Abdullah ve Habib isminde Bedr Savaşına katılan iki oğlu vardı. Diğer gazâların hepsine birlikte iştirâk ettiler. Ümmü Ümâre radıyallahü anhâ, kocası hazret-i Zeyd’in vefâtından sonra Guzeyye ibni Amr’la evlendi. Bu zâttan Temim adlı bir oğlu ile kızı Havle dünyâya geldi. Müseylemet-ül-Kezzâb’la yapılan savaşa da katılan Ümmü Ümâre’nin (radıyallahü anhâ) ne zaman vefât ettiği belli değildir. Ancak Medîne’de vefât ettiği ve Bakî Kabristanına defnedildiği bilinmektedir.
Uhud Gazâsına zevci Zeyd bin Âsım, oğulları Habîb ve Abdullah (radıyallahü anhüm) ile birlikte katılarak, şecâat ve kahramanlıklar gösterdi. Gâzilere su dağıtmak ve yaralarını sarmak vazifesiyle katıldığı savaşın en şiddetli bir ânında, Resûlullah “sallallahü aleyhi ve sellem” efendimize saldıran bir müşriki atından aşağı düşürüp öldürdü. Ok, kılıç ve kalkan kullanarak düşmana saldırırken, kendisi de birkaç yerinden yaralandı. Yaralı hâliyle zevci ve oğullarını savaşa teşvik etti. Düşman, Resûlullah efendimize hangi istikâmetten saldırırsa, hemen zevci ve oğullarıyla oradan müdâfaada bulunurdu.

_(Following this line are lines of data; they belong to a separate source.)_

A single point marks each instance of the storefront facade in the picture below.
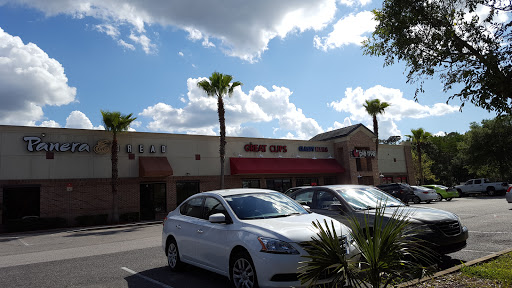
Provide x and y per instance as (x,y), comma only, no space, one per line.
(66,173)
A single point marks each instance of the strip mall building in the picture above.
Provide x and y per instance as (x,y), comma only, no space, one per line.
(58,172)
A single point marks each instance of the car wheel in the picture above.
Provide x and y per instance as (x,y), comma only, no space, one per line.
(242,271)
(173,256)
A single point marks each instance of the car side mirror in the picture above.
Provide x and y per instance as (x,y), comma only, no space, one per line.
(337,207)
(217,218)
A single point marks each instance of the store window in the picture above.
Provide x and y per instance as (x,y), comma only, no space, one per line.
(250,183)
(306,182)
(280,185)
(185,189)
(330,180)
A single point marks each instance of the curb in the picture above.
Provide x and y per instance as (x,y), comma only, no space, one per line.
(116,226)
(455,268)
(81,229)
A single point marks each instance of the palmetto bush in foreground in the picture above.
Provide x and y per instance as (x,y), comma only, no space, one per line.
(389,251)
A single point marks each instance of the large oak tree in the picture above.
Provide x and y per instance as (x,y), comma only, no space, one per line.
(467,43)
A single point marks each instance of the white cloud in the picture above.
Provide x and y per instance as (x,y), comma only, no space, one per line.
(399,109)
(29,80)
(78,120)
(244,31)
(199,116)
(346,31)
(357,2)
(50,123)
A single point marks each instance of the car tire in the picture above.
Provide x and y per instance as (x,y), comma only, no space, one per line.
(173,256)
(242,271)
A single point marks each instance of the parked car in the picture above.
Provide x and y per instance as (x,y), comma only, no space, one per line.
(442,229)
(508,195)
(443,192)
(482,185)
(255,237)
(293,189)
(401,191)
(423,194)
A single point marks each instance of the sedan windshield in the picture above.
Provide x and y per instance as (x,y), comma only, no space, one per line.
(367,198)
(263,205)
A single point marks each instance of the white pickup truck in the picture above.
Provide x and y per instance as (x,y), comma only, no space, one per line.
(482,185)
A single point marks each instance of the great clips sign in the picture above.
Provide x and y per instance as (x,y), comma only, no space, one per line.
(363,153)
(263,148)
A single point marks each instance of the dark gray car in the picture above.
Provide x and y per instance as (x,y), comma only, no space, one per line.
(440,228)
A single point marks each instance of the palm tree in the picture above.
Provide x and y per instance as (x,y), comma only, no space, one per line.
(116,123)
(418,138)
(218,86)
(389,250)
(375,107)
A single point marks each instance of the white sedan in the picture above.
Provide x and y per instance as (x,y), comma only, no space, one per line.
(256,237)
(423,194)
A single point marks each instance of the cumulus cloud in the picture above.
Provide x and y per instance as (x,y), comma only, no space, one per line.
(399,109)
(245,30)
(29,80)
(199,116)
(79,120)
(349,30)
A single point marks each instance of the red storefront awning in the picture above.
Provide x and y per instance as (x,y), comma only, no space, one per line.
(284,166)
(154,167)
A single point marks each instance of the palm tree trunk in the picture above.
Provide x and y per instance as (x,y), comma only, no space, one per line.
(222,149)
(115,177)
(376,132)
(418,149)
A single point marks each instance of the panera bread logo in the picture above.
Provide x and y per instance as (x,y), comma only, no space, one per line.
(36,144)
(103,147)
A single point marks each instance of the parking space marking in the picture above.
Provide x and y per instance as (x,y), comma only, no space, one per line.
(145,277)
(24,243)
(485,232)
(478,251)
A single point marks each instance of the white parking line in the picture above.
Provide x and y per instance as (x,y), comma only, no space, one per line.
(146,278)
(24,243)
(484,232)
(478,251)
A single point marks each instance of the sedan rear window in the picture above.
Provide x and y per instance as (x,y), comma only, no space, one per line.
(263,205)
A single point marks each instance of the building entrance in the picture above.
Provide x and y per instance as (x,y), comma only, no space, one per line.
(20,202)
(152,201)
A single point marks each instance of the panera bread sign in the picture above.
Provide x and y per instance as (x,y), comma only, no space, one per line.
(36,144)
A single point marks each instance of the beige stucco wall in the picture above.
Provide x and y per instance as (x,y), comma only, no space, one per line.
(392,159)
(17,163)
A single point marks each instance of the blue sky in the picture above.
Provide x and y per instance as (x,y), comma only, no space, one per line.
(300,62)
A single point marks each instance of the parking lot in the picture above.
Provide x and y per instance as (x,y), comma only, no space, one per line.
(132,257)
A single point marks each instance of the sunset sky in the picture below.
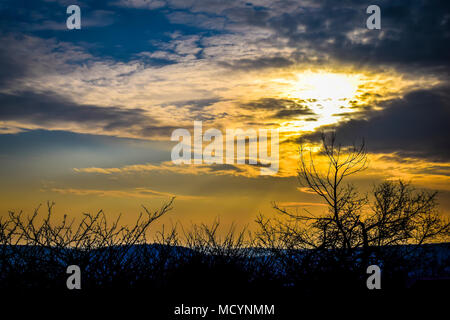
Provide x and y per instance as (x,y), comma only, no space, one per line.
(86,115)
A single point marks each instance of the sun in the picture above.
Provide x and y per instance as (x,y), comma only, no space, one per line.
(327,94)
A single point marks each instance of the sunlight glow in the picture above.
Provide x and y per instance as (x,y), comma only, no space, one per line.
(328,95)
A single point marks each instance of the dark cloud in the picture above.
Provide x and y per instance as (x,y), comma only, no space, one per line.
(48,109)
(284,108)
(414,126)
(258,63)
(414,34)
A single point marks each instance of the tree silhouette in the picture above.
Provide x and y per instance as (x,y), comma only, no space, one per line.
(349,234)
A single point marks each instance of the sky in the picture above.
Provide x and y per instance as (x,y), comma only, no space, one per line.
(86,115)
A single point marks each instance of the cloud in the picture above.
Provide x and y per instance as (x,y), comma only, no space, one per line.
(300,204)
(51,111)
(250,171)
(134,193)
(413,126)
(141,4)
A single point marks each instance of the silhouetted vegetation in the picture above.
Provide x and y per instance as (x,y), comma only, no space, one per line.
(389,227)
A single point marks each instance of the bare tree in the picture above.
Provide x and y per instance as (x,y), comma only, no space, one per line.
(399,214)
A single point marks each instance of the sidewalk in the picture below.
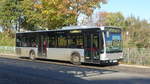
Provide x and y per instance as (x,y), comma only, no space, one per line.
(13,56)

Nesibe (Ümmü Ümâre) (radıyallahü anhâ) der ki: “Gündüzün başlangıcında Uhud’a vardım. Halk ne yapıyor bir bakayım dedim. Yanımda su dolu bir kırba vardı. Resûlullah’ın yanına kadar gittim. Kendisi, o sırada Eshâbı arasında bulunuyordu. Bu zamanda Müslümanlar savaş üstünlüğünü devâm ettiriyorlardı. Müslümanlar dağılmaya başlayınca, Resûlullah’ın yanına vardım. Çarpışmağa koyuldum. Kılıçla, okla müşrikleri Resûlullah’tan uzaklaştırmağa çalıştım, yaralandım. Resûlullah’ın yanında on kişi kalmamıştı. Ben, oğullarım ve kocam, Resûlullah’ın önünde çarpışıyor, müşrikleri O’ndan uzaklaştırıyorduk. Resûlullah, kalkanımın olmadığını gördü. Yanında kalkan bulunanlardan birisine; “Ey kalkan sâhibi, kalkanını, çarpışana bırak” buyurdu. Bırakınca, onu Resûlullah aldı. Ben de Resûlullah’tan alıp onunla korundum.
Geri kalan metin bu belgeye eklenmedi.